# Accessing AZ Blob storage
This notebook demonstrate how to use the Azure CLI to grab the necessity data required in the other notebooks.

Prerequisite: 
- Must have az cli installed. You can install it via the [`environment.yml`](../../environment.yml).
- Must have the `blob-key.json` and store it in the `../secret` folder (or any other folder you want)

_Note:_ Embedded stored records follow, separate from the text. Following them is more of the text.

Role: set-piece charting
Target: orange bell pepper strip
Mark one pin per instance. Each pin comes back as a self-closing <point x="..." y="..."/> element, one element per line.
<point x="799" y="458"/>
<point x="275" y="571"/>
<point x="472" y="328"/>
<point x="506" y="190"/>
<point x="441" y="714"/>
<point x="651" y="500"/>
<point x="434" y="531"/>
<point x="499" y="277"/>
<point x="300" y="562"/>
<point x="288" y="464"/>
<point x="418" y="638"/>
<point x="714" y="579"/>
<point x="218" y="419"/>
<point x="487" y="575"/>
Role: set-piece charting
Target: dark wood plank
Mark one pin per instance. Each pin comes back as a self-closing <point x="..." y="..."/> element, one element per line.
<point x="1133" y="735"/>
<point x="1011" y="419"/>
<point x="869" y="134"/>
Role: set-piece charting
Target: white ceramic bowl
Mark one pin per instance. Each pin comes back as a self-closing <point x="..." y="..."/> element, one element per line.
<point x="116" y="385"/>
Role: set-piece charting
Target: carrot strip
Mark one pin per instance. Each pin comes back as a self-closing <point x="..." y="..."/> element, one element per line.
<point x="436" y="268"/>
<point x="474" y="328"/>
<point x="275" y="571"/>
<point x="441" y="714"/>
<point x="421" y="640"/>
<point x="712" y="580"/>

### Find out what containers are available in azure blob storage

In [None]:
import os, json

In [None]:
with open("../secret/blob-key.json") as f:
    az_account = json.load(f)
account_name = az_account["account_name"]
key = az_account["key"]

In [None]:
# Get all containers info from azure blob storage account
if not os.path.exists('response'):
    os.makedirs('response')
! az Storage container list --account-key {key} --account-name {account_name} > response/{account_name}.json

In [None]:
# This will print the name of all containers available in our azure blob storage account
with open(f"response/{account_name}.json") as f:
    containers = json.load(f)
[c["name"] for c in containers]

We can see from the response that there are 5 different containers available in our account

### Get item list in a container
If you want to know what items are available inside a container, you can do the following:

In [None]:
query = "processed" 
# List all items in a container
! az Storage blob list --container-name {query} --account-name {account_name} \
    --account-key {key} > response/{account_name}-{query}.json

In [None]:
with open(f"response/{account_name}-{query}.json") as f:
    query_response = json.load(f)

In [None]:
item_list = [q["name"] for q in query_response]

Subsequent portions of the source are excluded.